James Kirsh, president of a family-owned foundry in Wisconsin, is bracing for a significant spike in property and casualty insurance costs for his business. As his current insurer, Acuity, withdraws from covering factories like his, which deal with molten metal, Kirsh faces the challenge of piecing together more expensive coverage from multiple providers. “It’s a mess for the whole industry,” Kirsh remarked.
The surge in insurance costs is not unique to Kirsh’s foundry. Across the U.S., the cost of insuring everything from homes to vehicles has been rising due to factors like increased repair costs and climate change-related damages. Auto insurance, for example, has seen its steepest increases since the 1970s, contributing to the inflationary pressures that the Federal Reserve has been battling.
Manufacturers, particularly those handling hazardous materials or operating heavy machinery, have long faced high insurance premiums. However, smaller manufacturers, viewed as higher risk by insurers, are now feeling the pinch more than ever. Larger companies often have the resources to mitigate risks through safety measures, but smaller operations like Kirsh’s are left vulnerable to escalating costs.
The situation is especially dire for foundries and other metalcasters, a $50 billion industry that produces essential components for various products. “It wasn’t long ago that health insurance went through the roof,” said Doug Kurkul, CEO of the American Foundry Society. “But now that’s been eclipsed by property and casualty insurance.”
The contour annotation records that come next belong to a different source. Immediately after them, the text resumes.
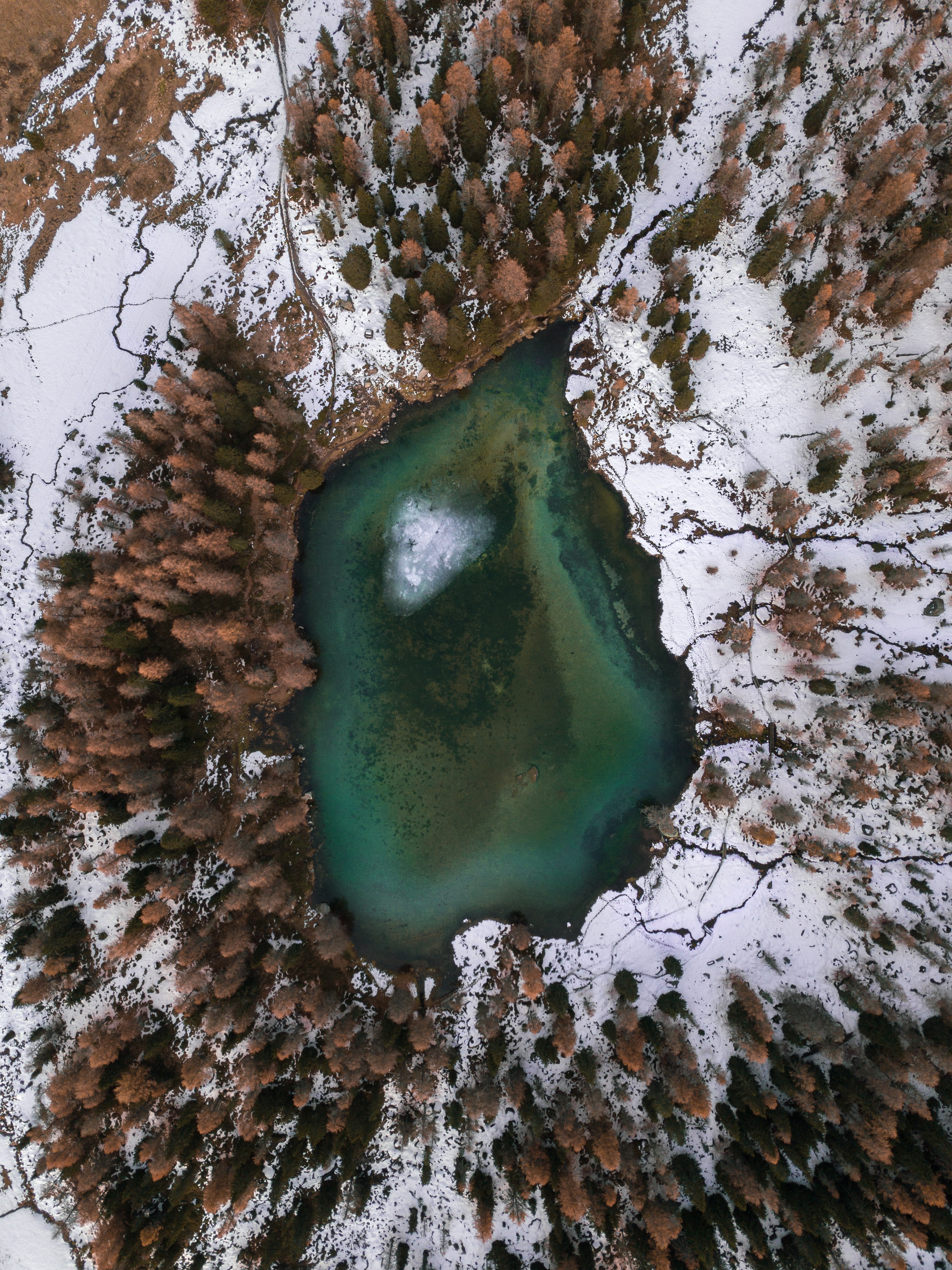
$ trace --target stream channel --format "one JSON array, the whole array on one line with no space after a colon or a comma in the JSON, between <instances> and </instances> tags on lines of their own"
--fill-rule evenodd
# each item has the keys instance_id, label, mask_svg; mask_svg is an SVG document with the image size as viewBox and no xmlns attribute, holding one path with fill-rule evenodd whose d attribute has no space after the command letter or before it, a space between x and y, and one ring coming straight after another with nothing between
<instances>
[{"instance_id":1,"label":"stream channel","mask_svg":"<svg viewBox=\"0 0 952 1270\"><path fill-rule=\"evenodd\" d=\"M315 898L388 969L450 970L464 922L513 912L575 937L647 870L641 809L694 766L658 563L566 404L571 337L404 409L303 508L296 617L320 673L291 726Z\"/></svg>"}]
</instances>

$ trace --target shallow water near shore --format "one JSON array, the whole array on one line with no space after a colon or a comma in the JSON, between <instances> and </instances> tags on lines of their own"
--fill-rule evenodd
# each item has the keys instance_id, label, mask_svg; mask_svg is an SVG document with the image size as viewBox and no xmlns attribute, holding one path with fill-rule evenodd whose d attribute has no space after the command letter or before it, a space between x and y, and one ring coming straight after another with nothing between
<instances>
[{"instance_id":1,"label":"shallow water near shore","mask_svg":"<svg viewBox=\"0 0 952 1270\"><path fill-rule=\"evenodd\" d=\"M318 899L380 965L451 965L464 921L573 937L644 872L639 808L689 779L690 679L658 565L586 466L567 324L404 410L301 514L297 621L319 653L291 725Z\"/></svg>"}]
</instances>

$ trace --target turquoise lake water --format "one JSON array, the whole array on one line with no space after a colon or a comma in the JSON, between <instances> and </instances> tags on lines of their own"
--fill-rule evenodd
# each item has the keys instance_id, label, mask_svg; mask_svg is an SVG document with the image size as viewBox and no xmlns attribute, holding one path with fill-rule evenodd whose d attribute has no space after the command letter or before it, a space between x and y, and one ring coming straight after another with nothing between
<instances>
[{"instance_id":1,"label":"turquoise lake water","mask_svg":"<svg viewBox=\"0 0 952 1270\"><path fill-rule=\"evenodd\" d=\"M639 808L690 776L690 679L658 565L586 466L567 324L405 409L305 500L292 715L318 898L379 964L450 960L464 919L573 936L647 867Z\"/></svg>"}]
</instances>

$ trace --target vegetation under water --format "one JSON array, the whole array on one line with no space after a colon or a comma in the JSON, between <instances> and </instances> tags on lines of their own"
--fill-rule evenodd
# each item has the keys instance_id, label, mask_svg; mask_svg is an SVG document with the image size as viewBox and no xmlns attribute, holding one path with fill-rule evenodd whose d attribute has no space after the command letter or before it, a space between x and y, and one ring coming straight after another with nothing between
<instances>
[{"instance_id":1,"label":"vegetation under water","mask_svg":"<svg viewBox=\"0 0 952 1270\"><path fill-rule=\"evenodd\" d=\"M691 762L689 678L657 566L590 471L564 401L569 328L416 408L342 465L303 526L296 704L327 898L385 964L460 923L563 933L644 871L639 805Z\"/></svg>"}]
</instances>

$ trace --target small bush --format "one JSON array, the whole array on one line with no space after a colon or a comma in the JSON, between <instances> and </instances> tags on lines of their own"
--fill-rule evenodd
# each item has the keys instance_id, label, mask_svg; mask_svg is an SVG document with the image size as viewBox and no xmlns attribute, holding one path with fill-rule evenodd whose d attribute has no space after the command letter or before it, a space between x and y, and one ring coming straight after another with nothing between
<instances>
[{"instance_id":1,"label":"small bush","mask_svg":"<svg viewBox=\"0 0 952 1270\"><path fill-rule=\"evenodd\" d=\"M615 992L623 1001L638 999L638 980L630 970L619 970L614 978Z\"/></svg>"},{"instance_id":2,"label":"small bush","mask_svg":"<svg viewBox=\"0 0 952 1270\"><path fill-rule=\"evenodd\" d=\"M698 248L713 243L726 215L727 208L719 194L704 194L681 222L679 246Z\"/></svg>"},{"instance_id":3,"label":"small bush","mask_svg":"<svg viewBox=\"0 0 952 1270\"><path fill-rule=\"evenodd\" d=\"M765 248L755 253L747 265L747 277L756 279L768 278L783 260L788 245L789 235L777 234Z\"/></svg>"},{"instance_id":4,"label":"small bush","mask_svg":"<svg viewBox=\"0 0 952 1270\"><path fill-rule=\"evenodd\" d=\"M405 344L402 323L394 321L393 318L388 318L384 323L384 339L386 340L389 348L393 348L394 352L399 352Z\"/></svg>"},{"instance_id":5,"label":"small bush","mask_svg":"<svg viewBox=\"0 0 952 1270\"><path fill-rule=\"evenodd\" d=\"M829 494L836 488L847 462L845 455L825 455L816 465L816 476L807 481L811 494Z\"/></svg>"},{"instance_id":6,"label":"small bush","mask_svg":"<svg viewBox=\"0 0 952 1270\"><path fill-rule=\"evenodd\" d=\"M688 345L688 357L693 362L699 362L711 348L711 335L705 330L699 330Z\"/></svg>"},{"instance_id":7,"label":"small bush","mask_svg":"<svg viewBox=\"0 0 952 1270\"><path fill-rule=\"evenodd\" d=\"M694 405L694 389L683 389L680 392L675 394L675 410L680 410L684 414L685 410L690 410Z\"/></svg>"},{"instance_id":8,"label":"small bush","mask_svg":"<svg viewBox=\"0 0 952 1270\"><path fill-rule=\"evenodd\" d=\"M815 102L807 113L803 116L803 133L807 137L816 137L820 135L820 128L824 126L824 119L826 118L830 107L836 97L836 85L834 85L830 91L821 97L819 102Z\"/></svg>"}]
</instances>

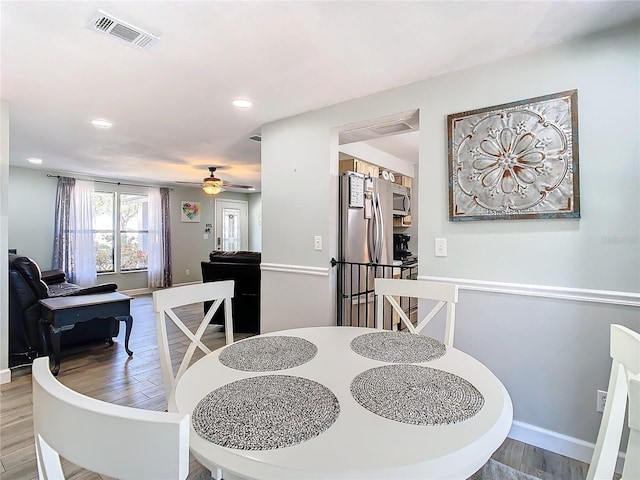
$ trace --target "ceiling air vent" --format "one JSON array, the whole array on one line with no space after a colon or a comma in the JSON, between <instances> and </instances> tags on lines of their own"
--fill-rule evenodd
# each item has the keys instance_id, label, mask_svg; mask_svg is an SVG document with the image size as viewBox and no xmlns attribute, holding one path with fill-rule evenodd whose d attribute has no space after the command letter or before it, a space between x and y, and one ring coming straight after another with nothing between
<instances>
[{"instance_id":1,"label":"ceiling air vent","mask_svg":"<svg viewBox=\"0 0 640 480\"><path fill-rule=\"evenodd\" d=\"M145 32L141 28L134 27L130 23L104 13L102 10L93 16L87 25L93 31L115 38L139 50L148 50L160 40L159 37Z\"/></svg>"}]
</instances>

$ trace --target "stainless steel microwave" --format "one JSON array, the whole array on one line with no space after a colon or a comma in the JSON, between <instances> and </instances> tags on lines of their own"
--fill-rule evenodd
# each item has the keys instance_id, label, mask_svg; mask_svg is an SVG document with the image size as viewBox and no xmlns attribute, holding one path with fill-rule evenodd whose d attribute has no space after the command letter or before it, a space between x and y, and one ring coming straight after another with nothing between
<instances>
[{"instance_id":1,"label":"stainless steel microwave","mask_svg":"<svg viewBox=\"0 0 640 480\"><path fill-rule=\"evenodd\" d=\"M411 215L411 188L393 184L393 214L406 217Z\"/></svg>"}]
</instances>

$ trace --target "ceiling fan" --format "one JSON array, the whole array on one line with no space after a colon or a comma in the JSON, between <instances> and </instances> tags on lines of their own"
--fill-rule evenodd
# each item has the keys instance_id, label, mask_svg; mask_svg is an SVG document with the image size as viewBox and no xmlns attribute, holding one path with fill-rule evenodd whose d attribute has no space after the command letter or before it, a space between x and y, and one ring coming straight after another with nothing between
<instances>
[{"instance_id":1,"label":"ceiling fan","mask_svg":"<svg viewBox=\"0 0 640 480\"><path fill-rule=\"evenodd\" d=\"M202 190L208 195L217 195L220 192L224 192L227 188L246 190L248 192L255 191L255 187L251 185L238 185L236 183L229 183L225 180L221 180L215 176L215 171L218 167L209 167L209 176L202 179ZM196 185L193 182L177 182L177 183L189 183Z\"/></svg>"}]
</instances>

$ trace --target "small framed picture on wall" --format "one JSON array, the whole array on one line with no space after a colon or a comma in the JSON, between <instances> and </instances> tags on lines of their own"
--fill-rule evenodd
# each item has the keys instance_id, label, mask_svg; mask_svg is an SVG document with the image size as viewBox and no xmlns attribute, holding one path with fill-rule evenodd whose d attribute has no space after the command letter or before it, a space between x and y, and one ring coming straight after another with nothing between
<instances>
[{"instance_id":1,"label":"small framed picture on wall","mask_svg":"<svg viewBox=\"0 0 640 480\"><path fill-rule=\"evenodd\" d=\"M200 202L183 201L180 208L180 221L200 223Z\"/></svg>"}]
</instances>

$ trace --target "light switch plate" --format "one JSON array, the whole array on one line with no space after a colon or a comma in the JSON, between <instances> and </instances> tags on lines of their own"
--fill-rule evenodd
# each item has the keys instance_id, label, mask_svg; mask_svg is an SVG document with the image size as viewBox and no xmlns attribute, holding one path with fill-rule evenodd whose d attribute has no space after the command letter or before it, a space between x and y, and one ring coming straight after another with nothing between
<instances>
[{"instance_id":1,"label":"light switch plate","mask_svg":"<svg viewBox=\"0 0 640 480\"><path fill-rule=\"evenodd\" d=\"M447 256L447 239L446 238L436 238L435 242L435 256L436 257L446 257Z\"/></svg>"}]
</instances>

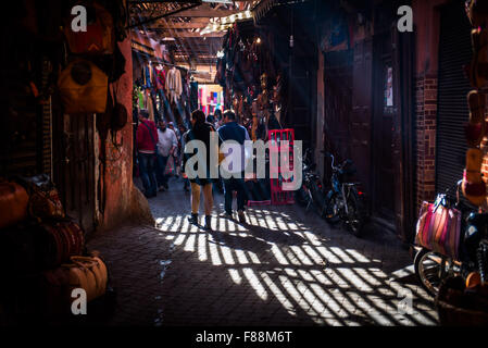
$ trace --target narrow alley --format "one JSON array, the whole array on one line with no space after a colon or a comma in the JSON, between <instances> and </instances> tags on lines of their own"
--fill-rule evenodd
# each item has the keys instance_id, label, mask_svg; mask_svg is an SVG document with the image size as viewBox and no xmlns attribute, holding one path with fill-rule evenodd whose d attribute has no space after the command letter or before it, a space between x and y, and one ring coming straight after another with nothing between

Since early 2022, commercial insurance rates have risen around 12%, nearly triple the rate of increase seen in the decade before the pandemic. In some regions, rates have spiked as much as 10% in the second quarter of 2024 alone, according to Loretta Worters of the Insurance Information Institute. Rising construction costs, inflation, and severe weather are among the key drivers of these increases.
Insurance broker Kate Hensley, who specializes in metalcasting companies, noted that industries with high risks of total loss, such as foundries, chemicals, and plastics, are facing intense scrutiny from insurers. Many large insurers have pulled out entirely, leaving fewer options for manufacturers. “They say it doesn’t matter how many safety provisions are put in place, how good they are – they say, ‘We won’t handle them,'” Hensley explained.
Other manufacturers, like Gent Machine Co. in Cleveland, have managed to keep their insurers but at significantly higher costs. The company has seen its insurance premiums jump by nearly 28% between 2022 and 2023. “The feedback I got was that our current carrier knows we have a good deal – that’s why they’re raising the price, because what are you going to do, go uninsured?” said Rich Gent, the company’s vice president.
At Kirsh Foundry in Beaver Dam, Wisconsin, the challenge now is determining how much of the increased insurance cost can be passed on to customers. With pressure to keep prices down, Kirsh is considering reducing coverage, as the likelihood of a total factory loss is minimal. “This is something that’s going to be a hard conversation with our customers,” he acknowledged.